Another biological explanation of OCD is the Neuroanatomical explanation which suggests that OCD is caused by a problem with a part of the brain, the OFC caudate nuclei loop. The orbital frontal cortex sends a message of panic to the caudate nucleus. A normal brain would decide whether or not this issue is important and if it is, it would get passed on to the thalamus to take action. If the message isn’t important or has already been dealt with it will filter out ending the circuit. However in a brain of an OCD sufferer, the caudate nucleus does not work correctly and send the potentially faulty message of panic to the thalamus which then carries out the action e.g. washing hands. This will keep repeating on a loop which is why someone with OCD performs compulsions which are repetitive rituals.
The explanation of OCD is strengthened by supporting research. In a study conducted by Schwartz (1996) PET scans indicate that OCD patient’s exhibit increased glucose metabolism in the OFC caudate nuclei loop. When compared with a control group, it has been found that people with OCD burn energy more rapidly in this network. This increased metabolism is correlated with the severity of OCD. This is also supported by Dougherty (2002) who when studying results of cingulotomies which remove parts of the brain that help the OFC talk to the caudate nucleus, found that 45% of patients responded well to this treatment and had reduced anxiety levels. This research shows that a fault in the OFC caudate nuclei loop is correlated with OCD and therefore strengthens this as an explanation of OCD.

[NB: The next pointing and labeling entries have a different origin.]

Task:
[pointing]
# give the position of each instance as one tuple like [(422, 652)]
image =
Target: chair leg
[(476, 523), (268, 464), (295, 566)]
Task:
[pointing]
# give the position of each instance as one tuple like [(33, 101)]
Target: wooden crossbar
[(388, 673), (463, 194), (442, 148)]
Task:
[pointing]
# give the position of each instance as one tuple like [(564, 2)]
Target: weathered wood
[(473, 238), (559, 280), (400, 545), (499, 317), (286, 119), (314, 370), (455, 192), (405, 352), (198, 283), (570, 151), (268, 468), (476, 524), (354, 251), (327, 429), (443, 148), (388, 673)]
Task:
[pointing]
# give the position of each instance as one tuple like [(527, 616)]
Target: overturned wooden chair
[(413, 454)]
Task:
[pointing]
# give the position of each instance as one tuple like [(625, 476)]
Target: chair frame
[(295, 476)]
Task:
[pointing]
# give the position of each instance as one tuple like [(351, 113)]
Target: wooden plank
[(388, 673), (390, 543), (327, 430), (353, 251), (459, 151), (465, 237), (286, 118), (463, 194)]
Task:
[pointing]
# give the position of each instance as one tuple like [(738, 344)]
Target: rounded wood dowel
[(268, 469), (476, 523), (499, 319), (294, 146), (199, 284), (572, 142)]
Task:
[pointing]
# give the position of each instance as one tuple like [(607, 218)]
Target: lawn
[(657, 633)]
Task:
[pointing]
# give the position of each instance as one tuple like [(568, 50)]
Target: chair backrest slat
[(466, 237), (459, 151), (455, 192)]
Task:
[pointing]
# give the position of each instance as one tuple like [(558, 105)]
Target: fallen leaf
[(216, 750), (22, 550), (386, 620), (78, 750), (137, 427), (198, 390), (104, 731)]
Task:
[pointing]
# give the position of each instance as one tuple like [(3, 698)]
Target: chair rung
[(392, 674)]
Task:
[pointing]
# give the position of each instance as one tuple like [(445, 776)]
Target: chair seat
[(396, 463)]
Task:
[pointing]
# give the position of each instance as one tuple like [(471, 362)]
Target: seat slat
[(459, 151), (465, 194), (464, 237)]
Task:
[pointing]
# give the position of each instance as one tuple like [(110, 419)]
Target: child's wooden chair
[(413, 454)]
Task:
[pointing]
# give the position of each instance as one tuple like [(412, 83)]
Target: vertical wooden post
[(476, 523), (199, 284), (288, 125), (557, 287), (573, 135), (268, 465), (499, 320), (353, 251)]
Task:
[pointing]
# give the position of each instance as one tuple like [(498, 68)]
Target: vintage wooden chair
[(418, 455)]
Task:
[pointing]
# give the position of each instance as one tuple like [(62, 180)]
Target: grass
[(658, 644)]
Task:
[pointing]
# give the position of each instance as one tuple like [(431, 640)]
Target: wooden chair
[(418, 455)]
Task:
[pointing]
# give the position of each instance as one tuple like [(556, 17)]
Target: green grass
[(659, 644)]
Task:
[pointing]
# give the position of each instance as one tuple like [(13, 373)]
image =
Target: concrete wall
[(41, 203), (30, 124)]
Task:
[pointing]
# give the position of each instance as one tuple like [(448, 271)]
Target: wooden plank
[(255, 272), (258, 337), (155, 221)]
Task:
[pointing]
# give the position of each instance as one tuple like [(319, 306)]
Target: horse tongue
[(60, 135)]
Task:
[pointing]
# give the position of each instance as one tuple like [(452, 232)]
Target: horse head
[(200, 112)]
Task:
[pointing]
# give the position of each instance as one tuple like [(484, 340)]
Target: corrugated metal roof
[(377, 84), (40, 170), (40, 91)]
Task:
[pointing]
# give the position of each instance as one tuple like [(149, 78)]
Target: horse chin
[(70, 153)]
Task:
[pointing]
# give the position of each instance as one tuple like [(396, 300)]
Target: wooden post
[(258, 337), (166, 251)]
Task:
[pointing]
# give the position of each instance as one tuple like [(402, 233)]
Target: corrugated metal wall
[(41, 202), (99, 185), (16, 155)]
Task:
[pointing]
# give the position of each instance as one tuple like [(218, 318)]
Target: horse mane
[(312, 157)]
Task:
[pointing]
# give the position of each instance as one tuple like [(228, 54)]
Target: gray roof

However there is contradicted theory which weakens this explanation. A recent study conducted by Moritz (2009) has questioned the role of the OFC because OCD patients did not perform abnormally on cognitive tasks related to the OFC. Because of this, researchers concluded that OFC dysfunction may be more subtly than previously thought meaning that this factor may only play a small part in the cause of OCD, suggesting other factors are involved therefore weakening this Neuroanatomical explanation.
A problem with the biological explanation to understanding OCD is that it is reductionist as it reduces behaviour down to one sole cause, not looking at how other variables may interact and cause the OCD. The weakness of this is that by only looking at one factor, we do not gain a valid in depth understanding of all possible causes, meaning that if only the biological cause of OCD was treated, only part of the problem is treated. However, it could be argued that reductionism is also a strength as by focusing on one factor alone, you can isolate cause and effect and fully understand the role that the biological factor plays.
In conclusion, it can be said that even though the biological explanations do propose a valid account of what causes OCD, therefore are clearly other factors involved such as the environment. In addition, both explanations have contradictory evidence showing that more research is needed in this area in order to be able to give a completely valid and reliable explanation of OCD.
Here's what a teacher thought of this essay
The writer has written a very concise and succinct essay which explains well biological explanations for OCD. There has also been evidence given to support or critique both the role genetics play as well as the neuro-anatomical argument. The writer has also consistently referenced the work. The essay could be improved by giving a good explanation of OCD and its symptoms as well as the biological perspective at the beginning. However, it is clear that the writer understands what has been written and has referenced sources.